A density-dependent metapopulation model: Extinction, persistence and source-sink dynamics

TL;DR

This paper introduces a nonlinear discrete-time population model that captures dispersal, extinction, and persistence dynamics across heterogeneous landscapes, revealing complex behaviors like chaos and periodicity.

Contribution

It develops a novel density-dependent metapopulation model with nonlinear coupling, providing new conditions for stability, persistence, and extinction, and explores complex dynamics numerically.

Findings

Conditions for extinction and persistence are derived.

Model exhibits periodic and chaotic behaviors.

Numerical simulations illustrate source-sink dynamics.

Abstract

We consider a nonlinear coupled discrete-time model of population dynamics. This model describes the movement of populations within a heterogeneous landscape, where the growth of subpopulations are modelled by (possibly different) bounded Kolmogorov maps and coupling terms are defined by nonlinear functions taking values in $(0,1)$. These couplings describe the proportions of individuals dispersing between regions.
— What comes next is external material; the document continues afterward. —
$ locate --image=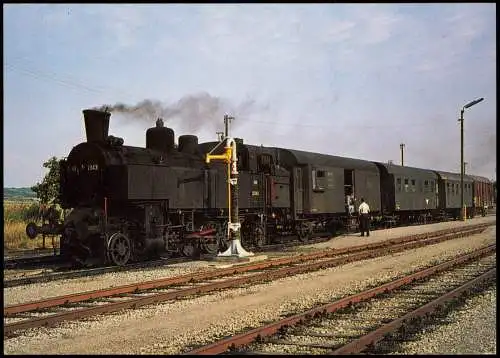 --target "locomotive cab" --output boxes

We first give a brief survey of similar discrete-time dispersal models. We then derive sufficient conditions for the stability/instability of the extinction equilibrium, for the existence of a positive fixed point and for ensuring uniform strong persistence. Finally we numerically explore a planar version of our model in a source-sink context, to show some of the qualitative behaviour that the model we consider can capture: for example, periodic behaviour and dynamics reminiscent of chaos.